The Huffington Post reported last week a nationwide poll that found 58 percent of respondents support marijuana legalization, whereas 35 percent oppose it.
Wayne Cohn came from Des Moines to join the rally, telling other protesters he knows people who use cannabis as medicine. "And it works," he said.
Dr. Lee Hieb, a Libertarian Party candidate for Iowa governor, attended the sentencing and said afterward that she supports marijuana legalization.
"It's costing taxpayers a lot of money to prosecute a victimless crime," Hieb said.
In the weeks leading up to the sentencing, Mackenzie supporters posted on various Facebook groups urging people to call Iowa Gov. Terry Branstad's office and ask him to pardon Mackenzie if he was sent to prison.

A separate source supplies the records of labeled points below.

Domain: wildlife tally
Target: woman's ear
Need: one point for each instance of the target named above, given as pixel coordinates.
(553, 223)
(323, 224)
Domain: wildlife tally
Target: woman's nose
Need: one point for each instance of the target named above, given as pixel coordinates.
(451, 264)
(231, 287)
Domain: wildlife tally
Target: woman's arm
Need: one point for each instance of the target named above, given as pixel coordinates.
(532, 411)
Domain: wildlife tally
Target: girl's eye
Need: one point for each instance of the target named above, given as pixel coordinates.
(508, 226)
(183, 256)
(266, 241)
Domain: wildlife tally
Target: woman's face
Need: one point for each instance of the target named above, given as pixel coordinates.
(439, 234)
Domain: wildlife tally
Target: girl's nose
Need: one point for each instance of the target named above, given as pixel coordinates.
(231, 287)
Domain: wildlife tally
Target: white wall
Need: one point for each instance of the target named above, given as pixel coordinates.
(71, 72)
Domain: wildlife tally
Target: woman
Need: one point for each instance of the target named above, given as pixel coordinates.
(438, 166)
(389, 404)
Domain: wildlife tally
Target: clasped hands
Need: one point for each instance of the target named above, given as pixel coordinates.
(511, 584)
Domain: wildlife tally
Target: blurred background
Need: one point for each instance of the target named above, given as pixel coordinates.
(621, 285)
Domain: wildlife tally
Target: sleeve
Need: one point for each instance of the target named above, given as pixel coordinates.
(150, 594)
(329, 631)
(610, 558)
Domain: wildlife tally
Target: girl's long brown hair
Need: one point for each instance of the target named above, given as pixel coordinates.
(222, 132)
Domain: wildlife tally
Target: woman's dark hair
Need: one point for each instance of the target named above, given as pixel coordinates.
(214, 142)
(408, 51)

The governor's spokesman Jimmy Centers confirmed his office received "correspondence" on the case but that Branstad would not weigh on it.
"The decision (to prosecute Mackenzie) was made at the local level by the Scott County Attorney," Centers said. "The governor, as chief executive, has no authority over the judicial branch."
Stephen Bloomer also came to Tuesday's sentencing to support the Mackenzies. The 49-year-old Davenport man was a co-defendant in the case who pleaded guilty to one count of manufacturing marijuana just before the trial. He wasn't called to testify at the trial.
"He won't get this much publicity," his mother, Carla Harksen of Davenport, said in the hallway of the courthouse. "They're going to burn him."
Bloomer is to be sentenced Sept. 18.